FIG. 1 is a block diagram showing one embodiment of the present invention. FIG. 2 is an explanatory view showing the overall configuration of the copying machine. FIG. 3 is an explanatory diagram showing a system configuration of a copying machine to which the present invention is applied. FIG. 4 is an explanatory diagram showing a hardware configuration by a CPU of a copying machine to which the present invention is applied. FIG. 5 is an explanatory diagram showing the state division of the main system. FIG. 6 is a side view for explaining the sheet transport system.
FIG. 7 is a side view of the paper tray. FIG. 8 is a plan view of a duplex tray. FIG. 9 is an explanatory diagram of a sheet detection sensor arranged in the sheet transport system. Figure 10 is a location definition table.
Figure 11 is a diagram of the relationship between locations. FIG. 12 (a),
FIG. 3B is an explanatory diagram of sheet information. FIG. 13 (a) is an explanatory diagram of a 4-location table. FIG. 13 (b) is an explanatory diagram of an index table. FIG. 14 is an explanatory diagram of the operation of the index pointer. 15 (a), (b), and FIG. 16 are diagrams for explaining location management.

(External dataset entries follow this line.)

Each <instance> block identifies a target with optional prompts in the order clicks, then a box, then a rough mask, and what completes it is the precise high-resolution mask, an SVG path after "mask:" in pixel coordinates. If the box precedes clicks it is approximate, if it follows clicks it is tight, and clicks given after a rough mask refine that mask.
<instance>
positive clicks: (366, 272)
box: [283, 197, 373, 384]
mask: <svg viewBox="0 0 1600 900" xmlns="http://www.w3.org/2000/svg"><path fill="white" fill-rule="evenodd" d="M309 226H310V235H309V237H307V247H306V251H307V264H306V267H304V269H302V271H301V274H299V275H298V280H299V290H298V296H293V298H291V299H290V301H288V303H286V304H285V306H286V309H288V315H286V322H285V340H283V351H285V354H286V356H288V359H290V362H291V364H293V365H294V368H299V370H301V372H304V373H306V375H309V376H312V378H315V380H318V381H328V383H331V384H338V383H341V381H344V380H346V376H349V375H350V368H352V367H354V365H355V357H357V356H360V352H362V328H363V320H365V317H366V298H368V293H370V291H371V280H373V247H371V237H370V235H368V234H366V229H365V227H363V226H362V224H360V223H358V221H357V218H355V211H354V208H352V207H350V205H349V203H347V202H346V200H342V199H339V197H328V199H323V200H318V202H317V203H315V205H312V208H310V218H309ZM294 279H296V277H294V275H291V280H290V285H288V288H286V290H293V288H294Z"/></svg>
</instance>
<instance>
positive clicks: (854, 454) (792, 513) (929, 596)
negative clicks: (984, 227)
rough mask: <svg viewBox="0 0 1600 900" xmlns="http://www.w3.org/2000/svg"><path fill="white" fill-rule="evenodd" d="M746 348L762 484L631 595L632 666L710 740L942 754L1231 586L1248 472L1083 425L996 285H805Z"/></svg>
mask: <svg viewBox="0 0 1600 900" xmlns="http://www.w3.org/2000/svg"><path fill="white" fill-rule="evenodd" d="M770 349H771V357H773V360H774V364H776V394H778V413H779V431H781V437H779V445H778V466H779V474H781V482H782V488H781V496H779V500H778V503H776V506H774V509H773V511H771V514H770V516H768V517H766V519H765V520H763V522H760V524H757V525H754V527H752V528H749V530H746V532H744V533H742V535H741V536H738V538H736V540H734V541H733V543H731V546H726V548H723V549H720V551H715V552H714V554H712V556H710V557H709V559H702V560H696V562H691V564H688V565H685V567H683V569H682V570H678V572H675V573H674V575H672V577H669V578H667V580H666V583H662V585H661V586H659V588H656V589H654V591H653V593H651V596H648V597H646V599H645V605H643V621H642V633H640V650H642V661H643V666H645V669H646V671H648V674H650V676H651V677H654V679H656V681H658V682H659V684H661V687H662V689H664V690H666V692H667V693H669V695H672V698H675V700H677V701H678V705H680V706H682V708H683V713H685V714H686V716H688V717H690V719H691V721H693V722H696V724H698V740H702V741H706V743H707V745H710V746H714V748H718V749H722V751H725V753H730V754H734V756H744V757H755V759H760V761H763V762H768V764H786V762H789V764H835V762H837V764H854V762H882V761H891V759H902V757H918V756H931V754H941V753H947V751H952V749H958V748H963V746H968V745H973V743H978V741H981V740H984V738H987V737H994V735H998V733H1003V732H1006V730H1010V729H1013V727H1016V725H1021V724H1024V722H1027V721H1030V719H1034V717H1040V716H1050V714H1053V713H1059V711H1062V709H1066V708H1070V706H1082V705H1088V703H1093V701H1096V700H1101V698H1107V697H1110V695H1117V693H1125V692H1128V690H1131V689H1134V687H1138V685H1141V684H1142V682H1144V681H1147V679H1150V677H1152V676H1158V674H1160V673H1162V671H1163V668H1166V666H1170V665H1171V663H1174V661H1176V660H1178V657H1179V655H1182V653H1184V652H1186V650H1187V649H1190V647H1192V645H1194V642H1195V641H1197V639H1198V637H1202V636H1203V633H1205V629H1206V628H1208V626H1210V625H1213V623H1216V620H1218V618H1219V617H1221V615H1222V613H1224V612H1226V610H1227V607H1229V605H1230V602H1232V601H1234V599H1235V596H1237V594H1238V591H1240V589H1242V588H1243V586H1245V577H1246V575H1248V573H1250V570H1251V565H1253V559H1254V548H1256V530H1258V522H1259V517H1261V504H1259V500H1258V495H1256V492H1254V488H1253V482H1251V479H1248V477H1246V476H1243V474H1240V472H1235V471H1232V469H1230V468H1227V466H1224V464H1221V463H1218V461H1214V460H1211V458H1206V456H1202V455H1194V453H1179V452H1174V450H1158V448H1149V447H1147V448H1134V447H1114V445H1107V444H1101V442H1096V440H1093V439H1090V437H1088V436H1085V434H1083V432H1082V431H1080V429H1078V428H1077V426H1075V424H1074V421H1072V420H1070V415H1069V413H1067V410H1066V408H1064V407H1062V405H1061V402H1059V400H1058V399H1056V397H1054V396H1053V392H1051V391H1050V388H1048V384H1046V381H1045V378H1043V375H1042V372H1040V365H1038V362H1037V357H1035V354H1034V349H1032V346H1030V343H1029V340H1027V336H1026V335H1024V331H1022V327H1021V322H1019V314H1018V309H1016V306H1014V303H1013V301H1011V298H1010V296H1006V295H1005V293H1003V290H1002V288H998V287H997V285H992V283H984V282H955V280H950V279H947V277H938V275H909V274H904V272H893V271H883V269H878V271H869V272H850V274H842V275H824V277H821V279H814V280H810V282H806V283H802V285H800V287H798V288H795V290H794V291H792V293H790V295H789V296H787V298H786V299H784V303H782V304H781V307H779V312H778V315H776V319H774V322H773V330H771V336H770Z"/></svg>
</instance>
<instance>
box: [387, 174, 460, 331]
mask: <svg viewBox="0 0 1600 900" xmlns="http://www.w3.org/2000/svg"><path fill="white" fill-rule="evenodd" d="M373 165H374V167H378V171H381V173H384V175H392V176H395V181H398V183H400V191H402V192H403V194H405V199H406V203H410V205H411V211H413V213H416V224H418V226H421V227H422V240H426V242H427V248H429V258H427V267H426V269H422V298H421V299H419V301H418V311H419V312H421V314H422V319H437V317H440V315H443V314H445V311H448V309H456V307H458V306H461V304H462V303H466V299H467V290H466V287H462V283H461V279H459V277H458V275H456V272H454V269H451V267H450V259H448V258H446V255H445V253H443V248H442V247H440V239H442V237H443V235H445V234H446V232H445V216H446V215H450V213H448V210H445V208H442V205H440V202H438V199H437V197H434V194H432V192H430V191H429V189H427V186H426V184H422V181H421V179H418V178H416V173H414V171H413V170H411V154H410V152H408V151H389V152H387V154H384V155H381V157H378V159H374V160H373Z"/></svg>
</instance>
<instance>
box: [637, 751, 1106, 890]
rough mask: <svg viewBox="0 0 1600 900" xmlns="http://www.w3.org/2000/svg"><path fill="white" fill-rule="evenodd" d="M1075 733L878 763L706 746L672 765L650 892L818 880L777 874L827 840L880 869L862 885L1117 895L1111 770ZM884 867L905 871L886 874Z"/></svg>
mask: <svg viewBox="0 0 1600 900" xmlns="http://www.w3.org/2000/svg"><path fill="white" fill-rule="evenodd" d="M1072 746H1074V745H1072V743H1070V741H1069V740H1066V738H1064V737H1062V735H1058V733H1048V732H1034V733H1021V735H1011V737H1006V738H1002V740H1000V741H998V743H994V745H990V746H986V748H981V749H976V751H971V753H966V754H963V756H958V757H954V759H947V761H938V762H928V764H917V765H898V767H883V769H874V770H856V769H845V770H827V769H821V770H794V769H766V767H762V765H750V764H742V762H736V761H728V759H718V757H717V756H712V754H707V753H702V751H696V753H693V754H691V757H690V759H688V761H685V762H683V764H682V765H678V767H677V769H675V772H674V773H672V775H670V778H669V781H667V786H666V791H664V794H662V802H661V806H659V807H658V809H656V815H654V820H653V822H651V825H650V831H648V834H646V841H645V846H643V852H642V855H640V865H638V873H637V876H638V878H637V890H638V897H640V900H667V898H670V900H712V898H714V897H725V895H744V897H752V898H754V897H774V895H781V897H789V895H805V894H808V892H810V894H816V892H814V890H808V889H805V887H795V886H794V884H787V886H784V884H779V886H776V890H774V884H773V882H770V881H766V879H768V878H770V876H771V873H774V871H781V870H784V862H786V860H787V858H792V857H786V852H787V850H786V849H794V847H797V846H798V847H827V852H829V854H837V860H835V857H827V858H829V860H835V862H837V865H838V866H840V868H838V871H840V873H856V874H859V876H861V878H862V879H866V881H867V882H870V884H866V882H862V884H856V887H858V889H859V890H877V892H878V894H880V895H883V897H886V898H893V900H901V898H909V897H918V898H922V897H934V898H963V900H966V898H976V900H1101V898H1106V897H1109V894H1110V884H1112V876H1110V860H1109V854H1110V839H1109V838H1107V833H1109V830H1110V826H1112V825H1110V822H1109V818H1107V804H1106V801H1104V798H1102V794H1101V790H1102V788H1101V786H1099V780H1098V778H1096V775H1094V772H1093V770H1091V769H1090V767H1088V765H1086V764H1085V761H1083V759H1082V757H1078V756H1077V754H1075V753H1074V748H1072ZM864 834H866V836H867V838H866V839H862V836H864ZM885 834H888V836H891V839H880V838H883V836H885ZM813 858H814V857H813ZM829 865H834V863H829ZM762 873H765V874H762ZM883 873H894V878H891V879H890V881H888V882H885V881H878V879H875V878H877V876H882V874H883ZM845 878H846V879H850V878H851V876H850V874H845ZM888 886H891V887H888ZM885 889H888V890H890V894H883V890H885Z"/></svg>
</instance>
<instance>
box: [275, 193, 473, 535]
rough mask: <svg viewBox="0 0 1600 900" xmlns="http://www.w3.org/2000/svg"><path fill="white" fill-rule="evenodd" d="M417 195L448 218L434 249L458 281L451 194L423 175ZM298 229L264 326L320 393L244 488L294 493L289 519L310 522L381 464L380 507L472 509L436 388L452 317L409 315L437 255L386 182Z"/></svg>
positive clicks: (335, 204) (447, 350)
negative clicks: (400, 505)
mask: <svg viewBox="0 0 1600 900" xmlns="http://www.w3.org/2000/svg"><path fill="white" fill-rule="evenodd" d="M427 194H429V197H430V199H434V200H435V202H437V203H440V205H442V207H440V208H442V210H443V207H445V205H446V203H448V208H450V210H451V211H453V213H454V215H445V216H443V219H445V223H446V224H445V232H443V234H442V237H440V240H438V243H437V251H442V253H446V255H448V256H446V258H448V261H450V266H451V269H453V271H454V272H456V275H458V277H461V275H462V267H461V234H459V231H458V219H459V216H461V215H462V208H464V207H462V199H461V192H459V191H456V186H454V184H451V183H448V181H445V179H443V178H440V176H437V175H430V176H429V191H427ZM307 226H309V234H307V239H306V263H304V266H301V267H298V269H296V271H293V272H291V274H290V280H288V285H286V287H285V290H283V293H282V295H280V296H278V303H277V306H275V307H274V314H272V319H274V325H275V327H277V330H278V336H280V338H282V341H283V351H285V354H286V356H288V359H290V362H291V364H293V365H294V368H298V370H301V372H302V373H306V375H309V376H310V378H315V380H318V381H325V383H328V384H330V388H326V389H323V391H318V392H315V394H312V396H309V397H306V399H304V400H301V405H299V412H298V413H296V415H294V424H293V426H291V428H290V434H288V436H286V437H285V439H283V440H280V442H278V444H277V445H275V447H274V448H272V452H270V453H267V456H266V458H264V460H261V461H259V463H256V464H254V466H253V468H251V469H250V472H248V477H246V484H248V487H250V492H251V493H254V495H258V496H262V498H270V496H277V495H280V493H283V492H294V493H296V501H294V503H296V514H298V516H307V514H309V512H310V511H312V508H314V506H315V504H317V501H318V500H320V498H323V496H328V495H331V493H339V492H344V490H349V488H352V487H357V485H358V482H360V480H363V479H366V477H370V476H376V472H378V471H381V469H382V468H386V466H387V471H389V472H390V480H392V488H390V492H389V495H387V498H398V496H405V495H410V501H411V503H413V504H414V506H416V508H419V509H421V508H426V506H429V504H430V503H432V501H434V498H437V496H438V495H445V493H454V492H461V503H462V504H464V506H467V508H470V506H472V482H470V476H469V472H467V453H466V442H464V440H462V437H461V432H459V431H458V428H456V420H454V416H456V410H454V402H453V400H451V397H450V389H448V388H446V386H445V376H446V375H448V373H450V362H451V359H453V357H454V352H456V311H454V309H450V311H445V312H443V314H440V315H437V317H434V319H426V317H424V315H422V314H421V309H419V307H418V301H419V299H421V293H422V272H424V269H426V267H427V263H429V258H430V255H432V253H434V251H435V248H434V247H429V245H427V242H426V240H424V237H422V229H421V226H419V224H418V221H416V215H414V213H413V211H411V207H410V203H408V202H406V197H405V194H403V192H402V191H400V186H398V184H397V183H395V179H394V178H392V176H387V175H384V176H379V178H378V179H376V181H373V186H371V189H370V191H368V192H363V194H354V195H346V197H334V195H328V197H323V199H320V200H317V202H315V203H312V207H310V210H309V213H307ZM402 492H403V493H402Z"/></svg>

EXPLANATION OF SYMBOLS 01: Location detection unit 02: Paper information creation unit 03: Location management unit 04: Control unit 1: Base machine 2: Platen glass 3: Optical system (scanning exposure device) 4: Sensitive material belt, 5 Marking system 6-1 Upper tray, 6-2 Middle tray 6-3 Lower tray, 7 Paper transport system 9,10 Inverter 11 Duplex tray 12 …… User interface 13 …… DADF 16 …… Multi sheet inserter 17 …… HCF, 19 …… Sorter 20 …… Simple catch tray 31 …… Main board 32 …… SQMGR subsystem 33 …… CHM subsystem 34 …… IMM Subsystem 35 Marking subsystem 36 U / I subsystem 37 INPUT subsystem 38 OUTPUT subsystem 39 OPT subsystem 40 IEL subsystem 41 Main CPU 42 Marker CPU 43 for INPUT CPU 44 for CPU for OUTPUT 45 CPU for OPT 46 CPU for U / I 47 CPU for IEL 53 Serial bus 501 Transport path 502 Paper exit 503,505,506,507… Gate 509,510,512… Feed roll 511… Take away roll 513… Nuja roll 514… Feed-out sensor 515… Aligner device 521… Fuser 523… Duplex-in sensor 527… Duplex-out Sensor 527 528 …… No paper sensor 530 …… Regi roll 531 …… Slip roll 534,535 …… Feed-out sensor 536 …… Regi-gate sensor 537 …… Fuser-in sensor 538 …… Fuser-exit sensor 539 …… Exit sensor 540 Duplex-transport sensor 551 Tray motor, 552 Tray 553, 554, 555 Paper size sensor 556 Paperless sensor 557 Surface control sensor 558 Emergency switch 561 Side guy 562 ...... end guide

Claims (1)

(57) [Claims] 1. A sheet conveyance control system for a recording apparatus for controlling a sheet conveyance system of a recording apparatus such as a copying machine to convey a recording sheet to a predetermined conveyance route selected from a plurality of conveyance routes. An index table having a recording area corresponding to the maximum number of conveyable recording sheets to be conveyed to the paper sheet; a location table for storing a conveyance position and sheet information of the recording sheet being conveyed to the sheet conveyance system; The position and the table address of the location table in which the paper information is stored are stored in the index table based on the transport order of the recording paper being transported, and the recording paper has finished transporting the predetermined transport route. When the corresponding transport position and the paper information are deleted from the location table, Control means for storing the table address of the location table in the index table based on a new sheet conveyance order, and controlling the sheet conveyance system based on the storage contents of the index table and the location table. A sheet transport control system for a recording apparatus.